Dois Palmos começou o relato, deixando todos decepcionados, à medida que avançava, com o resultado da “missão”, até que Meio Quilo falou com a voz firme:
– Tem uma moça!
Contou o que sucedeu para confirmar o que viu. Quando chegaram na porta da casa, agachou-se atrás de Dois Palmos e ficou olhando fixamente para a junção da porta com o batente. Nos segundos que a porta ficou aberta, com o homem entre eles, viu um pequeno catre e nele deitada com a barriga pra cima, estava uma moça, muito branca, com os cabelos castanhos escorridos sobre os ombros. Pôde perceber que ela respirava, até que o amigo tinha rolado sobre ele e os dois saíram correndo em disparada.

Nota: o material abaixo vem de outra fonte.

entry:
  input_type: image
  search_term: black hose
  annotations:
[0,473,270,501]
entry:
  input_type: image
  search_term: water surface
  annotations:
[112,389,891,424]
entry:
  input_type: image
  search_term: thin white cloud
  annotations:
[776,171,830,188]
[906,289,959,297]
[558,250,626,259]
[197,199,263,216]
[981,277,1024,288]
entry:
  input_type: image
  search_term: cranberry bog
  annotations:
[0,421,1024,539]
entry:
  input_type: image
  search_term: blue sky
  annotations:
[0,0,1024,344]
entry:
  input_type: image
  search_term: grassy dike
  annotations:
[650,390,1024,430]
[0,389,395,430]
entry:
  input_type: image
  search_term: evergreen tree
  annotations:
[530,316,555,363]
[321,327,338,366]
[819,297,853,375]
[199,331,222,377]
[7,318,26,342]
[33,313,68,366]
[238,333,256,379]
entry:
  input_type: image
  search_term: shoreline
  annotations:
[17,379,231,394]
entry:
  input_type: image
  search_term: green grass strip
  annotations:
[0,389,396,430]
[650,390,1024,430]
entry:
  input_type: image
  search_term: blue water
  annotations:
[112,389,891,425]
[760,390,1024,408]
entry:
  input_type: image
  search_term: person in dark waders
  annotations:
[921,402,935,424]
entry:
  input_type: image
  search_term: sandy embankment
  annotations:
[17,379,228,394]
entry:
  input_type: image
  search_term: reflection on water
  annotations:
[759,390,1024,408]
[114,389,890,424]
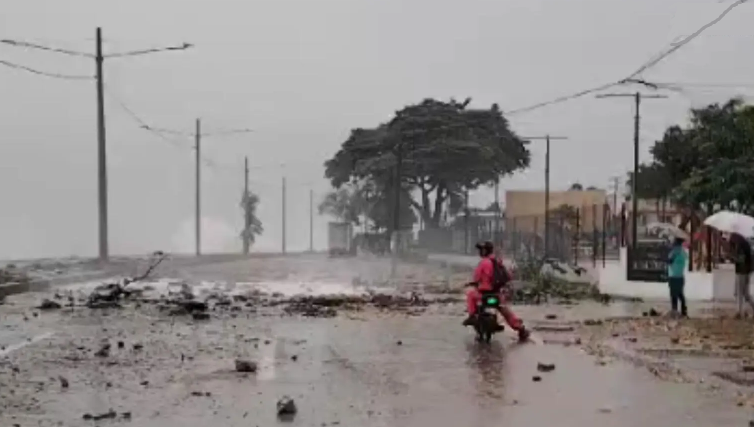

Não havia dúvidas. Estavam diante de um sequestro e lidando com pessoas muito perigosas. Começaram uma discussão sobre o que podiam e deveriam fazer, chegando à conclusão que podiam muito pouco e deviam acima de tudo garantir a segurança da moça sequestrada. Anacleto sugeriu que os amigos saíssem de lá até um lugar mais movimentado e tentassem encontrar um táxi que os levasse até uma delegacia. Colchonete insistiu que Panela fosse sozinho e ele ficaria com Anacleto dando uma retaguarda. Ditão escalou dois rapazes mais encorpados para acompanhar Panela em segurança até que encontrasse um táxi, o que era considerado um milagre naquele lugar e àquela hora. Panela seguiu pelos becos escuros ladeado pelos “seguranças” e, antes de quebrar a primeira esquina, virou-se para trás e viu os amigos diante do galpão, com uma estranha sensação de que algo muito ruim estava para acontecer com eles.
Mais confiantes pela possibilidade de terem socorro policial em algum momento, Anacleto e Colchonete puseram em andamento, com as sugestões de Ditão, um plano de resgate. O casebre tinha duas portas e quatro janelas, duas maiores e duas menores. A única chance que tinham era atrair os bandidos para fora e invadir a casa para libertar a refém. A comunidade tinha uma boa quantidade de rojões de São João que podiam ser usados para confundir os marginais, fazendo-os pensar que eram tiros de revólver de uma batida policial. Na região havia muitas casas de marimbondos e eles jogariam duas ou três dessas casas, colhidas num saco, para dentro do casebre. Ditão falaria pelo megafone usado nos jogos de futebol, simulando uma ordem de prisão. A ação teria que ser relâmpago para surpreender e não dar tempo de entender o que realmente estava acontecendo. O problema é que para dar certo, seria necessário um movimento inicial para ganhar alguns minutos da atenção dos marginais, enquanto um grupo de garotos plantaria os rojões em volta da casa. Alguém teria que bater na porta de entrada, conseguir atrair a atenção dos marginais por algum tempo e sair de lá sem levar um tiro. Anacleto venceu a eleição sem concorrência e, depois de calcularem o tempo necessário para cada ação, seguiu calmamente para a casinha agourenta e escura.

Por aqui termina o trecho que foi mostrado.